Commentary

Although procedures for osseointegration of dental implants are remarkably predictable, failures do occur and are sometimes attributed to bacterial contamination at the surgical site, which could inhibit osseointegration of the implant.1

The use of antibiotic prophylactic prior to surgery has been proposed to prevent this complication. For example, Dent et al. (1997) published the potential benefits of antibiotic prophylaxis prior to implant surgery.2 Their study showed lower 6-month post-insertion failure rates, of 1.5% with antibiotic prophylaxis as compare to 4% when none was given (i.e, absolute reduction in implant failures of 2.5%) . The same group published a 3-year followup and reported an even larger absolute reduction in implant failures of 5.5%.3

Since dental implants have very low failure rates, these absolute reductions in implant failures with use of antibiotic prophylaxis are worth closer examination. The Schwartz and Larson systematic review published in 2007 concluded, based on a nonrandomised study, two observational studies and one case–control study, that there was no evidence that preoperative antibiotic treatment reduces the occurrence of osseointegration failure, compared with controls not given the prophylaxis.4 Six months later, however, Esposito et al. (2008) published the above Cochrane systematic review showing that a difference does seem to exist.

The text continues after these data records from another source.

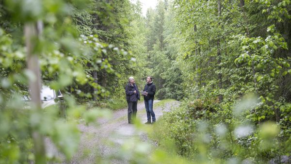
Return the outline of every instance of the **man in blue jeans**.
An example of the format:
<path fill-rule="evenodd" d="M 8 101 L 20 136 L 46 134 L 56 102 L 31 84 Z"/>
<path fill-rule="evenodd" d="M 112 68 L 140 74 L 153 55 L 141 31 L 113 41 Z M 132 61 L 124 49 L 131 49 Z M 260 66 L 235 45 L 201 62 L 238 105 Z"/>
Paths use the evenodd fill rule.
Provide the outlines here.
<path fill-rule="evenodd" d="M 145 92 L 143 92 L 143 95 L 145 99 L 145 105 L 147 116 L 147 121 L 145 124 L 153 124 L 156 122 L 156 116 L 153 110 L 153 103 L 156 94 L 156 85 L 153 83 L 153 78 L 150 76 L 146 78 L 146 84 L 145 86 L 144 91 Z M 151 121 L 151 116 L 152 122 Z"/>

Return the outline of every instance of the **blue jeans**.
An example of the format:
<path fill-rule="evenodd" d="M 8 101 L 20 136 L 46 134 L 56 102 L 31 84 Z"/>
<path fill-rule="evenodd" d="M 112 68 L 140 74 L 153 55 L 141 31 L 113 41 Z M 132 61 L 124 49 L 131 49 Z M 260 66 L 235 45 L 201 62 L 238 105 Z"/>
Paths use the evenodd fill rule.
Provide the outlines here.
<path fill-rule="evenodd" d="M 156 122 L 156 116 L 155 115 L 154 111 L 153 111 L 153 99 L 145 100 L 145 105 L 146 105 L 146 116 L 147 116 L 148 122 L 151 122 L 151 115 L 153 120 L 152 122 Z"/>

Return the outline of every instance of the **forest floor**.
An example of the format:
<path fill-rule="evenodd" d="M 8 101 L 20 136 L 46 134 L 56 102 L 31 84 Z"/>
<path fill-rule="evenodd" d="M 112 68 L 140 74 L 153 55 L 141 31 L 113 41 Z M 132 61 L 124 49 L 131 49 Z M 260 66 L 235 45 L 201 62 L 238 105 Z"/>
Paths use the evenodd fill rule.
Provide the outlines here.
<path fill-rule="evenodd" d="M 154 112 L 157 120 L 163 112 L 168 112 L 173 106 L 178 106 L 178 101 L 171 101 L 159 104 L 160 101 L 154 101 Z M 146 113 L 144 101 L 137 104 L 137 118 L 142 124 L 146 122 Z M 149 143 L 153 147 L 157 143 L 148 139 L 147 132 L 138 128 L 134 124 L 128 121 L 127 108 L 113 112 L 109 119 L 99 119 L 97 125 L 85 125 L 80 124 L 78 128 L 81 132 L 81 142 L 77 152 L 71 161 L 66 162 L 65 157 L 57 150 L 53 144 L 48 138 L 46 139 L 47 152 L 51 155 L 59 158 L 63 164 L 128 164 L 129 161 L 117 159 L 116 156 L 120 153 L 120 148 L 129 140 L 138 140 Z M 145 125 L 152 127 L 152 125 Z"/>

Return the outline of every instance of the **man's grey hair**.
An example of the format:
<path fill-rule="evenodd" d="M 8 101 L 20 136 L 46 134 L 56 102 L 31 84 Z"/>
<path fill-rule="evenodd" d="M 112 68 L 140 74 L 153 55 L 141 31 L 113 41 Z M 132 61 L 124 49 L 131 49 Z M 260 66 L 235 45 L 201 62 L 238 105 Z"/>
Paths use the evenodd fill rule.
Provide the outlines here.
<path fill-rule="evenodd" d="M 130 77 L 129 78 L 129 82 L 130 82 L 131 80 L 133 80 L 133 79 L 134 79 L 134 78 L 133 78 L 133 77 L 132 77 L 132 76 L 130 76 Z"/>

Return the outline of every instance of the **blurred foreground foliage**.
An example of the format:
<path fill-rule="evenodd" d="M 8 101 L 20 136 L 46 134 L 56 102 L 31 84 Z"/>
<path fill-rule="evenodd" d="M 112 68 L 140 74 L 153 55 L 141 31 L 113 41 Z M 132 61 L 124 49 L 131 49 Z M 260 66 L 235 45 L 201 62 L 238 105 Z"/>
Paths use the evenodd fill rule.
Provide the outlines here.
<path fill-rule="evenodd" d="M 102 8 L 102 13 L 94 14 L 92 9 L 96 7 Z M 128 66 L 131 66 L 133 56 L 116 47 L 123 45 L 110 43 L 91 30 L 80 33 L 83 31 L 74 21 L 86 13 L 99 19 L 96 24 L 108 23 L 110 26 L 119 21 L 112 14 L 114 12 L 112 4 L 105 1 L 0 1 L 0 164 L 59 162 L 53 155 L 36 155 L 34 149 L 39 145 L 35 143 L 45 144 L 41 136 L 52 141 L 68 161 L 78 148 L 81 132 L 76 125 L 80 118 L 88 124 L 110 115 L 108 110 L 96 107 L 88 110 L 77 103 L 76 98 L 108 97 L 109 89 L 98 83 L 93 72 L 117 79 L 124 74 L 123 68 L 131 69 Z M 30 40 L 24 35 L 27 24 L 33 25 L 38 33 Z M 27 68 L 37 66 L 36 63 L 28 66 L 26 62 L 28 45 L 38 59 L 40 67 L 36 69 L 40 70 L 40 75 Z M 121 62 L 113 66 L 113 60 Z M 123 67 L 118 67 L 123 65 Z M 30 80 L 35 81 L 38 76 L 44 80 L 42 84 L 64 94 L 66 119 L 60 117 L 56 106 L 26 107 L 23 96 L 30 94 Z"/>

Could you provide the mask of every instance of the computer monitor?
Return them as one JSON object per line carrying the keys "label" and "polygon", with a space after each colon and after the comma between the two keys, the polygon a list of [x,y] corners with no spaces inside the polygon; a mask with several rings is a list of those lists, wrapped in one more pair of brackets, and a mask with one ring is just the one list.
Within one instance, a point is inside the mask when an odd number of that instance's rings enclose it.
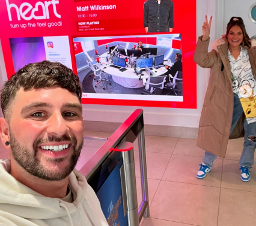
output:
{"label": "computer monitor", "polygon": [[121,47],[118,47],[117,49],[118,49],[119,52],[122,55],[127,56],[126,53],[126,50],[124,49],[123,49]]}
{"label": "computer monitor", "polygon": [[109,53],[115,48],[115,46],[109,47]]}
{"label": "computer monitor", "polygon": [[139,50],[134,49],[127,49],[127,56],[130,56],[133,54],[134,56],[141,56],[141,51]]}
{"label": "computer monitor", "polygon": [[150,53],[150,55],[157,55],[157,48],[143,48],[142,54]]}
{"label": "computer monitor", "polygon": [[147,66],[148,67],[153,66],[153,58],[137,59],[136,60],[136,67],[144,68]]}
{"label": "computer monitor", "polygon": [[159,64],[163,64],[163,60],[165,58],[165,55],[163,54],[162,55],[156,56],[154,57],[154,65],[157,66]]}
{"label": "computer monitor", "polygon": [[124,58],[113,56],[112,62],[117,66],[123,67],[124,68],[126,67],[126,60]]}
{"label": "computer monitor", "polygon": [[148,74],[148,76],[150,76],[151,70],[148,67],[146,66],[146,68],[145,68],[145,71],[146,73]]}

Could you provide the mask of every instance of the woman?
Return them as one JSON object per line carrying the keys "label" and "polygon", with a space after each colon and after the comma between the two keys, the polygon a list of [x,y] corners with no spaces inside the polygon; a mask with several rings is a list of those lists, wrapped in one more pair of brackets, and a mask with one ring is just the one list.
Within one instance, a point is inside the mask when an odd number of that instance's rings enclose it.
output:
{"label": "woman", "polygon": [[206,152],[197,177],[204,178],[217,156],[225,158],[230,135],[244,135],[239,164],[240,178],[247,182],[256,144],[256,47],[251,47],[243,23],[236,20],[228,23],[218,51],[207,53],[212,19],[208,22],[206,16],[194,56],[200,66],[211,68],[197,141]]}
{"label": "woman", "polygon": [[[243,19],[240,17],[235,17],[235,16],[232,17],[230,20],[230,22],[231,22],[231,21],[233,21],[233,20],[239,20],[243,23]],[[218,52],[217,46],[220,46],[222,44],[224,44],[225,41],[225,39],[226,39],[225,38],[226,38],[226,34],[224,34],[224,35],[221,35],[221,38],[218,38],[218,39],[216,40],[213,42],[213,43],[212,44],[212,49],[214,49],[215,50]]]}

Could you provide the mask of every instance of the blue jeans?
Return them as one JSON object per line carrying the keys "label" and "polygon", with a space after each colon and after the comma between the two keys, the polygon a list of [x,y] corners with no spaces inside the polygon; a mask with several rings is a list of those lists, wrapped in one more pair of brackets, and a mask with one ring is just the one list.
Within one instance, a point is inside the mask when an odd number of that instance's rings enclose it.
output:
{"label": "blue jeans", "polygon": [[[236,126],[236,123],[243,113],[241,103],[237,94],[234,94],[234,111],[232,117],[232,124],[231,131]],[[247,120],[245,120],[243,123],[245,128],[245,142],[243,143],[243,149],[239,160],[240,165],[243,165],[249,168],[252,167],[254,163],[254,150],[256,143],[248,139],[249,135],[256,136],[256,122],[248,124]],[[204,157],[203,158],[203,162],[209,167],[213,166],[213,161],[217,158],[215,155],[208,152],[206,150]]]}

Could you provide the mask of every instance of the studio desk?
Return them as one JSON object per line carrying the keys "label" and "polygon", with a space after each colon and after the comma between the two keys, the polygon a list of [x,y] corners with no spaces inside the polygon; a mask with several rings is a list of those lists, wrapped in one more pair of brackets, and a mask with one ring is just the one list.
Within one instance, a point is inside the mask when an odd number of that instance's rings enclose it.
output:
{"label": "studio desk", "polygon": [[[139,88],[145,86],[147,79],[149,77],[145,71],[142,72],[143,76],[137,76],[135,73],[134,68],[127,67],[126,71],[121,72],[118,68],[110,67],[111,64],[108,65],[101,64],[98,67],[105,73],[111,75],[113,81],[121,86],[127,88]],[[158,69],[153,68],[151,71],[154,73],[156,76],[162,76],[167,72],[165,67]],[[139,76],[141,76],[141,80],[139,79]]]}

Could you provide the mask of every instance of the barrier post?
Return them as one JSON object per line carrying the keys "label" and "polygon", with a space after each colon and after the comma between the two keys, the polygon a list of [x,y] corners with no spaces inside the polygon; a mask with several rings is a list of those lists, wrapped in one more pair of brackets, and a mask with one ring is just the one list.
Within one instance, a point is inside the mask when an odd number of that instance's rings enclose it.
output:
{"label": "barrier post", "polygon": [[147,174],[146,152],[145,146],[144,128],[143,128],[138,136],[139,140],[139,155],[141,167],[141,188],[142,191],[142,205],[140,207],[139,212],[139,221],[144,214],[145,218],[150,216],[148,177]]}
{"label": "barrier post", "polygon": [[128,225],[130,226],[139,226],[133,147],[133,144],[130,142],[121,142],[120,144],[118,146],[118,149],[130,149],[130,150],[122,152],[126,181]]}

The review tried to answer the following clinical question: will antibiotic prophylaxis reduce the number of patients having complications following dental implants at 6 months after surgery? Although the protocol for this well-designed Cochrane review was originally conceived by the authors in 2003 , they were not able to execute it until data from two recently published RCT (Abu-Ta'a et al., 2008; Esposito et al., 2008) met their inclusion criteria.5,6 Both of these RCT were published just before the review's deadline of 9 January 2008 and were therefore not available to Schwartz and Larson (2007)4 at the time they conducted theirs.

Esposito was the primary author of this review and of one of the RCT that met its inclusion criteria. This is a potential source of bias, especially since the reviewers considered the Esposito study to be of higher quality than the other RCT, and thus gave it more weight in the final meta-analysis. This first author probably designed a trial that would best meet the criteria of his Cochrane review, which he prepared 5 years earlier, but heterogeneity analysis did show these two studies to be very similar (Cochrane and I2 statistics were very low), justifying amalgamation of their respective data for meta-analysis.

It is interesting that, individually, each of these studies showed no statistical difference in implant failures between the intervention and control groups, yet, when combined for a meta-analysis, a statistical difference was realised. This is an example of how a meta-analysis can increase the statistical power of studies and thus reduce the likelihood of making a Type II error, ie, incorrectly accepting the null hypothesis.

A systematic review of RCT is the evidential pinnacle of evidence-based healthcare.7 Although this systematic review essentially meets this standard, it is still based on a pool of 410 patients from only two RCT which, as stand alone studies, showed no statistical difference. Nevertheless, it does offer evidence that could justify the routine use of antibiotic prophylaxis for dental implant surgery. In order to confirm the conclusion and enhance the statistical power of this meta-analysis, more RCTs meeting the inclusion criteria of this review are needed. A search (15 November 2008) of the Current Controlled Trials website unfortunately yielded no such studies currently registered (www.controlled-trials.com).

Practice point

There is some evidence to suggest that antibiotic prophylaxis reduces failure of dental implants placed in ordinary conditions.